Last week, I offered a short historical perspective on the use of benchmarking in sourcing projects. The net conclusion was that currently, neither clients nor service providers are fully satisfied with the effectiveness of benchmarking.
Written by Michael Rehkopf, Contributor

Last week, I offered a short historical perspective on the use of benchmarking in sourcing projects. The net conclusion was that currently, neither clients nor service providers are fully satisfied with the effectiveness of benchmarking.

Such a situation suggests that either benchmarking is inappropriate, or that changes need to be made with respect to how it is positioned and used in order to increase satisfaction with its usage.

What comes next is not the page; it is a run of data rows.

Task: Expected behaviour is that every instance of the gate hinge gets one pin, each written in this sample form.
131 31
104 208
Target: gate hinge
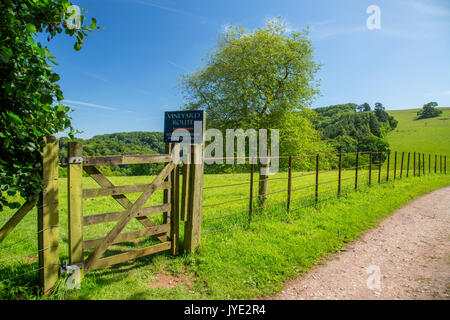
69 268
75 159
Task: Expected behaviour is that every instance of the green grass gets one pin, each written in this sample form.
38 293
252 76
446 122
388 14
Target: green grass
426 135
240 263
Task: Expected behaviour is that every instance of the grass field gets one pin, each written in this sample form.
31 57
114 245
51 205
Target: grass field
425 135
240 263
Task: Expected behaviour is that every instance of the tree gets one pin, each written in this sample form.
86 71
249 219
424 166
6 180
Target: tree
254 78
429 111
29 95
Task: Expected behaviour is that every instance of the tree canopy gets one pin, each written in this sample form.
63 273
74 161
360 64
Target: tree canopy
29 95
429 111
253 78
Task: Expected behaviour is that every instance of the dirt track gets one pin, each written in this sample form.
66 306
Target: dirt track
411 248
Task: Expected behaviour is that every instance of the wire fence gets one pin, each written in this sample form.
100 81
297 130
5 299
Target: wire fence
294 190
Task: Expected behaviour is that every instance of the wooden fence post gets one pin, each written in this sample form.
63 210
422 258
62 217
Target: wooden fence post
48 218
75 201
175 209
379 167
387 167
340 174
435 163
395 165
401 165
250 202
356 170
263 182
316 194
193 225
423 163
429 163
186 169
418 155
445 165
288 205
407 166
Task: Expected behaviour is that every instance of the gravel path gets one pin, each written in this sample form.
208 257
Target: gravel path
409 253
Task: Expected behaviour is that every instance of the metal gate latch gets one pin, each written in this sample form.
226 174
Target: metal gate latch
75 159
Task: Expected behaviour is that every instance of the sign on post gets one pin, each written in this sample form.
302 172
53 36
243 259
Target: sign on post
186 120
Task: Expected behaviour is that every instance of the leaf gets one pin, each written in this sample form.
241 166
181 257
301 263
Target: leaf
77 46
31 28
54 77
15 118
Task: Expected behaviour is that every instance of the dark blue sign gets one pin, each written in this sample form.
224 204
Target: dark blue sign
184 120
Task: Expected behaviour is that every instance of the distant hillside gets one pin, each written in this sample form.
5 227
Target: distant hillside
120 143
427 135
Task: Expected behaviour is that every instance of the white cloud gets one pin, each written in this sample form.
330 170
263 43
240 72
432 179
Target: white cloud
438 93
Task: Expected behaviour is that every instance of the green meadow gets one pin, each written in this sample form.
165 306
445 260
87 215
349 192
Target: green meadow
426 135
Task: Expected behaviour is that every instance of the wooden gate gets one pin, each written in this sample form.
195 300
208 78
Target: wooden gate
166 233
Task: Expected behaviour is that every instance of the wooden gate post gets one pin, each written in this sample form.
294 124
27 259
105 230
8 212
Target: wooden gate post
387 166
75 201
48 218
263 182
356 171
193 224
401 165
407 165
418 160
395 165
379 167
250 201
316 193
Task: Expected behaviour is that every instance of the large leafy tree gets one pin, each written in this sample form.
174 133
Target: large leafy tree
29 95
254 78
429 111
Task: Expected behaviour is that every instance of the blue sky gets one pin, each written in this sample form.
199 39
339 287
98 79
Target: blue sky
125 76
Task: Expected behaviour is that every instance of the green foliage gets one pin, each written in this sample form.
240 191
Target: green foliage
350 131
29 94
254 78
429 111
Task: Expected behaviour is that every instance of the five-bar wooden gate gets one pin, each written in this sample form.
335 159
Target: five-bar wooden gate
167 233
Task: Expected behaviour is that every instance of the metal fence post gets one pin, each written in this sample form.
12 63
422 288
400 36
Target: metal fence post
289 184
317 179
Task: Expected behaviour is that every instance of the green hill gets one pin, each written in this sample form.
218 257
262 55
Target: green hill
426 135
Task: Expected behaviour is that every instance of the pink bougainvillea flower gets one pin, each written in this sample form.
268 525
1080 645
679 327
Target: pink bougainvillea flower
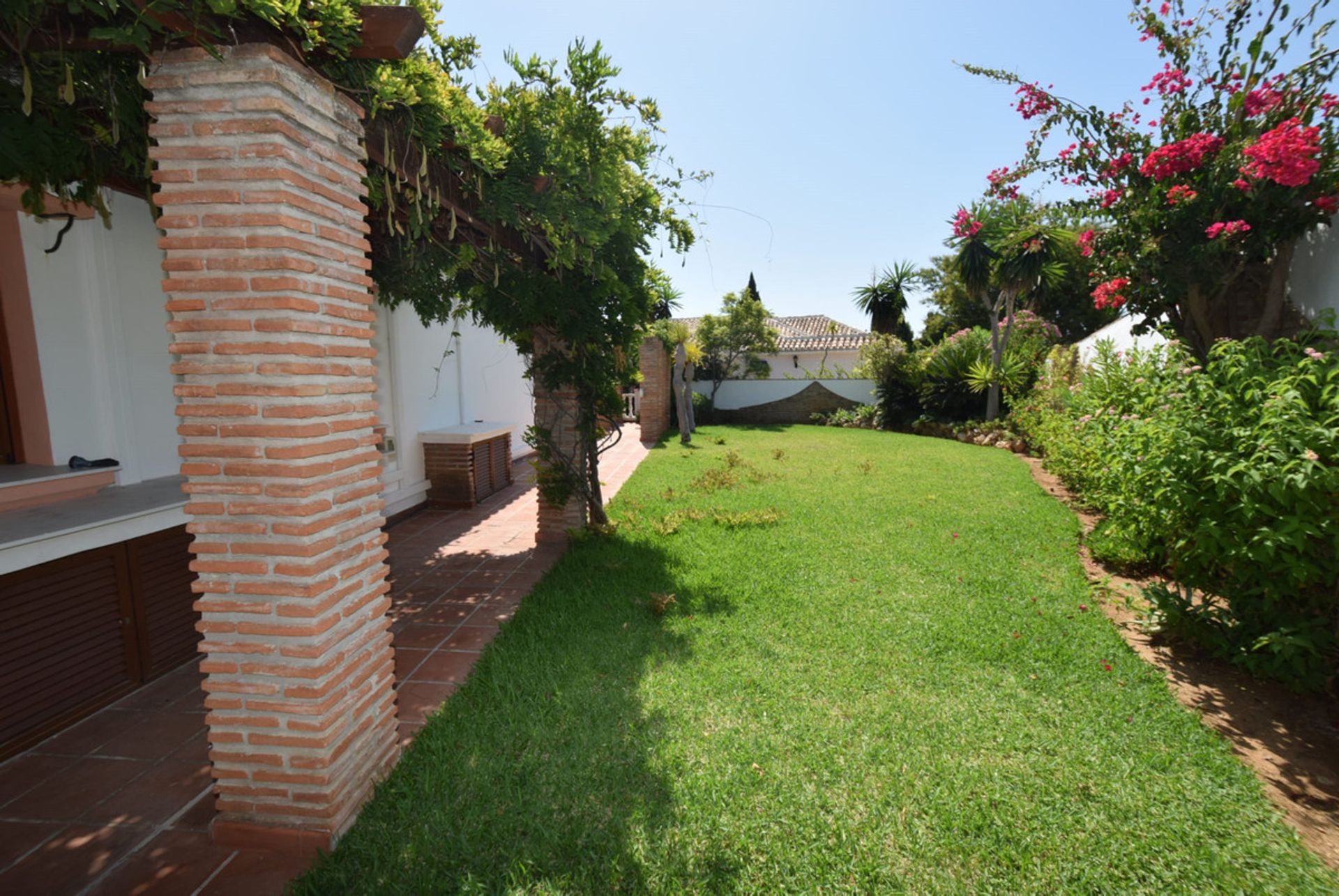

There are certainly those who argue that benchmarking can and should be abandoned. The reason often cited is shorter contract durations (no more than three years) which allow for direct market testing. Where shorter contract durations are appropriate, it is certainly sensible to leverage the resultant direct market testing. However, this is quite different from proposing the death of benchmarking.

In many situations, short-term contract are not appropriate so such direct market testing is not so relevant. In addition, many short contract durations are often short initially, with clients simply rolling over or extending the initial contract without direct market testing--thus, in practice, result in having a long term contract.

As such, given that benchmarking will continue to have a place, how should it be positioned to increase satisfaction with its usage, both for clients and service providers?

First, benchmarking should be positioned as one of many tools for maintaining price competitiveness and not be relied on as the sole, or even, primary means for setting appropriate pricing on an annual basis. This means that the normal pricing mechanisms such as year-on-year productivity adjustments, inflation adjustments and defined pricing for changes in required service volumes, should be used.

Second, benchmarking should be an infrequently used tool. As a guideline, for a contract that is valid for no more than three years, benchmarking is likely not appropriate. For longer term contracts, benchmarking could be reasonably limited to once every two years, where it cannot be used for a period at the start of the contract--usually, at least the first year.

Third, benchmarking should be positioned as a tool for validating pricing alignment to the market at a macro level (for example, 10 percent), and not at a micro level--consistent with its infrequent use, to ensure no significant misalignment with the marketplace. There are many who argue that sufficient data exists and that sufficient normalization techniques exist to identify minor differences in price (i.e. within a few percentage points). Even putting aside all those domains where it is clear that such data does not exist, there is still a challenge where it may exist. The narrower the data range, the lower the probability that any given data point is within that range and therefore, a greater reluctance to agree to pricing adjustments from outside to inside the range, thus creating fertile grounds for dispute.

There are other aspects of establishing a robust approach to benchmarking, such as how much pricing should move, whether such adjustments be automated, and what happens if the service provider does not move the price. These various components require a deeper analysis beyond that which is easily covered in this blog.